La rivalité sino-américaine en orbite : le vrai, le faux et l’incertain
- La Chine est aujourd’hui une puissance spatiale mondiale, et notamment la seule nation avec les E-U à avoir réussi à poser un rover sur Mars, et à le faire se déplacer.
- Toutefois, des efforts d’investissement sont encore nécessaires pour rivaliser avec les E-U : l’enveloppe chinoise s’élève à 20 milliards de dollars pour l’ensemble du spatial.
- Si les acteurs privés représentent un atout dans les stratégies spatiales, la plupart des acteurs chinois sont fortement soumis au contrôle de l’État et aux choix politiques.
- La Chine cherche actuellement en priorité à utiliser les ressources sur la Lune selon le principe de l’ISRU (In Situ Resource Utilization), pour contribuer au fonctionnement de ses installations.
- Aujourd’hui, la Chine poursuit des objectifs clairs : envoyer un citoyen chinois sur la Lune, mettre sur pied une base scientifique d’exploration, etc.

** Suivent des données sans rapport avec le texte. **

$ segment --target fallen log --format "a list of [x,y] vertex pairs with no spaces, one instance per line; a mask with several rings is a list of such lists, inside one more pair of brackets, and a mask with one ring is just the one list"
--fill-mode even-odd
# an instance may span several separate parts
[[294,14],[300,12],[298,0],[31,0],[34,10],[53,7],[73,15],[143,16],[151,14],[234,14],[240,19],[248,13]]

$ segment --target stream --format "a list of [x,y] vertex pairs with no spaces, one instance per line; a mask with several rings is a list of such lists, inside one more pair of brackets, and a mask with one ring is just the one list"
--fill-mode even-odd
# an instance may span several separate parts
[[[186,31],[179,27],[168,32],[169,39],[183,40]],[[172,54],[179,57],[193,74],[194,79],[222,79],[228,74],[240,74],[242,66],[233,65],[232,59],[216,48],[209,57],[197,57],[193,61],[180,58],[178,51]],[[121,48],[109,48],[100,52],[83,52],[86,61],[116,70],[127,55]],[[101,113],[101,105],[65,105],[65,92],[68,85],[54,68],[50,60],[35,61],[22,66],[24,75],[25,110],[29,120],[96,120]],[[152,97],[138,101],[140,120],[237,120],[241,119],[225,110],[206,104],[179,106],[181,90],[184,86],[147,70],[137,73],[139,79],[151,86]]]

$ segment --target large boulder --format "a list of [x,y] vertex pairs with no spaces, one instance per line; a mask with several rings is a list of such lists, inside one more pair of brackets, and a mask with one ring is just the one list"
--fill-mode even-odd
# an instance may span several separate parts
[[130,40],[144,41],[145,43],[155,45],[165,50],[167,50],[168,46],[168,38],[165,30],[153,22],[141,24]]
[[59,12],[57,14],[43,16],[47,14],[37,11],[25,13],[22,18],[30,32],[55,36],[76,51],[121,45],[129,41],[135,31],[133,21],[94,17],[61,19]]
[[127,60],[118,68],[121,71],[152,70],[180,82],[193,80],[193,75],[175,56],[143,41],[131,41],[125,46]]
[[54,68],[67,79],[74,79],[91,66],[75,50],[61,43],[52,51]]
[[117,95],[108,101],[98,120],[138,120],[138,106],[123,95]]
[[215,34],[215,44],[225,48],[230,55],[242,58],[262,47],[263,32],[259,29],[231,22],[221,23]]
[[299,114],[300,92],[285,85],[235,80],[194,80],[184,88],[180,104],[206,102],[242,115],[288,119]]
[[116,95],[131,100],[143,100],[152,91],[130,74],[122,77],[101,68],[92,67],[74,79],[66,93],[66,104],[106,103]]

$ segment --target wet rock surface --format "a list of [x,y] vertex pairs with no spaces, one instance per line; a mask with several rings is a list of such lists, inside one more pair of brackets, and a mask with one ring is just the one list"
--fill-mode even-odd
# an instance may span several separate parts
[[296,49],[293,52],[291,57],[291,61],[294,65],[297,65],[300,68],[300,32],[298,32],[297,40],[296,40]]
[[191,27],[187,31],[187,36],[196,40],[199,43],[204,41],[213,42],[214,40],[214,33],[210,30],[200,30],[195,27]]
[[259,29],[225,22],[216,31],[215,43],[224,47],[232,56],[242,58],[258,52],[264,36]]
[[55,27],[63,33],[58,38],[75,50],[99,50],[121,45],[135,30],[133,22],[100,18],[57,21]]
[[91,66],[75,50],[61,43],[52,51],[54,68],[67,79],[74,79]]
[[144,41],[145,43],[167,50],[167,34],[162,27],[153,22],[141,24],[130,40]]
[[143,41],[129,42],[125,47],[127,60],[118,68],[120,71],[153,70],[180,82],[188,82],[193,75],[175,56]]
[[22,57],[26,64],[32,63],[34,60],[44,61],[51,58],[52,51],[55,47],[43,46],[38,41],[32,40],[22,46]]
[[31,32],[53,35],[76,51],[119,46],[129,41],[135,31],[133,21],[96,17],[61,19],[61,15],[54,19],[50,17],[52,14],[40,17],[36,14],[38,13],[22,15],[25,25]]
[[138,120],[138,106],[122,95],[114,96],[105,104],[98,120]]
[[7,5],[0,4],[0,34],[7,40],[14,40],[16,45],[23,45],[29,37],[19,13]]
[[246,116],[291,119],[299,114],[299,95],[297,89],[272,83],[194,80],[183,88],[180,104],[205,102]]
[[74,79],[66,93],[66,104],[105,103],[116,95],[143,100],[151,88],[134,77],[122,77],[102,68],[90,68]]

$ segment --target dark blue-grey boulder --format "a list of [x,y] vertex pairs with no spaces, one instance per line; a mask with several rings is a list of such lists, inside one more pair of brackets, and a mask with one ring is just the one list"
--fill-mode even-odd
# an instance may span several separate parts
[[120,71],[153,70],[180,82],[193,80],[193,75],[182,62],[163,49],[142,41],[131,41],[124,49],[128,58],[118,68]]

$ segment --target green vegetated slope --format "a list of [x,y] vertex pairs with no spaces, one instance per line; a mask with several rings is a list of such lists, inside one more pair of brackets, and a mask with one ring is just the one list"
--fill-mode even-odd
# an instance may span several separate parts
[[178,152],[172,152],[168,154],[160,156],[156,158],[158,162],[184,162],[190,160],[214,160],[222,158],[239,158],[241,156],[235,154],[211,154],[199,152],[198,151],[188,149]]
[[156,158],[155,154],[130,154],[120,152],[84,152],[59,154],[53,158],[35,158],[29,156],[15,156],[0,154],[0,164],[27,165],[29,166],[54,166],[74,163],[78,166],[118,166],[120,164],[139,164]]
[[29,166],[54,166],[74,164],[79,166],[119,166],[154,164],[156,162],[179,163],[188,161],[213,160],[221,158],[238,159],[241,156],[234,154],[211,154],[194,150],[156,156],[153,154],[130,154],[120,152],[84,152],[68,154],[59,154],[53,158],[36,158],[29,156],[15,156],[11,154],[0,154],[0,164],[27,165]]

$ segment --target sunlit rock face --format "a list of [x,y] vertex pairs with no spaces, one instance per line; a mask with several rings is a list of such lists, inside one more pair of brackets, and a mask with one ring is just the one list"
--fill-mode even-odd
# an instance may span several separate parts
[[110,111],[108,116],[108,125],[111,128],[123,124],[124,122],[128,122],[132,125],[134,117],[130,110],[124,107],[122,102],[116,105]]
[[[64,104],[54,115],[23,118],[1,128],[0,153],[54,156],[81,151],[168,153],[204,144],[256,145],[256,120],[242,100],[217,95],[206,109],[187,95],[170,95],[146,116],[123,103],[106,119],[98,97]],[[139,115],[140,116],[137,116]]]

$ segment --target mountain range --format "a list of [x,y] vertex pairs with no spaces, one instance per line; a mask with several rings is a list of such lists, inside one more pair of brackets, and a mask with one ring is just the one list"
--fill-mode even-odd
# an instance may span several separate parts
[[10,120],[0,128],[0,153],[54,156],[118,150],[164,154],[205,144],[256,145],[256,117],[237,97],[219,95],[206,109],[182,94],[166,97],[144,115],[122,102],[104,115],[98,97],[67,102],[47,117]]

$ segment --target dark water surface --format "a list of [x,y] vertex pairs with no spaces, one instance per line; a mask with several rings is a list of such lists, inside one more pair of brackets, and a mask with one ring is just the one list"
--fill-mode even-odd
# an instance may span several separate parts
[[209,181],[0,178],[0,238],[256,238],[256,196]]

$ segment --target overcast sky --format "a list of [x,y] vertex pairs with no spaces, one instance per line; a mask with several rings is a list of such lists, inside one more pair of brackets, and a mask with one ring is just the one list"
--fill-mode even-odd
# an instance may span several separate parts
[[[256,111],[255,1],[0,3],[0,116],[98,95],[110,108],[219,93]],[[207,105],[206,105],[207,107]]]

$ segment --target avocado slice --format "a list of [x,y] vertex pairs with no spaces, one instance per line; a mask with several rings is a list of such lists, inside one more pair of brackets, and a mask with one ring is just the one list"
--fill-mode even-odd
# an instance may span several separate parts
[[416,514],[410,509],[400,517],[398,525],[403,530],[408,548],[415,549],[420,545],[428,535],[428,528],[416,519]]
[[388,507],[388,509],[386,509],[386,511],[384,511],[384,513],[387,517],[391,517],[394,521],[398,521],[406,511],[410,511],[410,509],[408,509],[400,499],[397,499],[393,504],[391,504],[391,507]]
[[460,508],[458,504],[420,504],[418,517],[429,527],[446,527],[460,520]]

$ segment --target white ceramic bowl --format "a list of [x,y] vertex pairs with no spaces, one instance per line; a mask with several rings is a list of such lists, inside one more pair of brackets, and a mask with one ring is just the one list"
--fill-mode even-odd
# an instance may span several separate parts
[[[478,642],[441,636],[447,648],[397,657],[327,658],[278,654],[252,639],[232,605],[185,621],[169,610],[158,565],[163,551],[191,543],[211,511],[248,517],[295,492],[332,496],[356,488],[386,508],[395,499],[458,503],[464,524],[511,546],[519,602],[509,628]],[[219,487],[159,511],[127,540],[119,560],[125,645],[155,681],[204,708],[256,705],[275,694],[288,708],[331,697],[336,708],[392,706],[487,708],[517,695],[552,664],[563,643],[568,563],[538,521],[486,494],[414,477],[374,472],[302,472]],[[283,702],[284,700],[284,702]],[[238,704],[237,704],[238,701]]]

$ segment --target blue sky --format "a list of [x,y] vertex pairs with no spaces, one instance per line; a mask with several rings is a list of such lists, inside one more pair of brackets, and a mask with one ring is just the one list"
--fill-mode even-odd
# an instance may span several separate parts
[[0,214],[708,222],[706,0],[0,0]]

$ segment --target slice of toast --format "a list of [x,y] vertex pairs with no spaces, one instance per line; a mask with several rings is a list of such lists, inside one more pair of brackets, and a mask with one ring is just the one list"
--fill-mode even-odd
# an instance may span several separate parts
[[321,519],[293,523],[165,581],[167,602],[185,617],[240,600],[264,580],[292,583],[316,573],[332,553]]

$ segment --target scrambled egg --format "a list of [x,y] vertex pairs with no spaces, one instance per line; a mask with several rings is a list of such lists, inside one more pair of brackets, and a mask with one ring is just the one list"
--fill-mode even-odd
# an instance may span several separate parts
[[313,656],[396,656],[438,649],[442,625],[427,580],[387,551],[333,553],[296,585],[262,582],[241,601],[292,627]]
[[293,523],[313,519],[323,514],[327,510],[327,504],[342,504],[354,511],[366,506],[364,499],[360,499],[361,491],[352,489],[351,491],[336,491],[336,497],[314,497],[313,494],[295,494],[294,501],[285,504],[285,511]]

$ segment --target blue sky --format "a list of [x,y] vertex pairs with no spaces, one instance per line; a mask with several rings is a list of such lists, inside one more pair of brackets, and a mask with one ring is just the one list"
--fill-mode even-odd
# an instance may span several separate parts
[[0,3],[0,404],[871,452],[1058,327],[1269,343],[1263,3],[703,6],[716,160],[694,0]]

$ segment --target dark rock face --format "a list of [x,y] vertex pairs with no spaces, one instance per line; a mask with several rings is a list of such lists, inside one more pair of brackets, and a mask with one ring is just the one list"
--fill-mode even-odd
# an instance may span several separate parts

Depuis le lancement de son premier satellite en 1970, la Chine a parcouru un chemin spectaculaire dans la conquête spatiale. Aujourd’hui troisième puissance mondiale dans ce domaine, elle rivalise avec les États-Unis et la Russie sur tous les fronts : vols habités, exploration planétaire, satellites d’application. Pourtant, malgré des budgets encore trois fois inférieurs à ceux de Washington, Pékin affiche des ambitions claires et une constance politique qui contraste avec les revirements américains. Entre mythes de prédation lunaire et réalités technologiques, quelle est la véritable nature de cette rivalité sino-américaine en orbite ? Isabelle Sourbès-Verger, directrice de recherche au CNRS, démêle le vrai du faux.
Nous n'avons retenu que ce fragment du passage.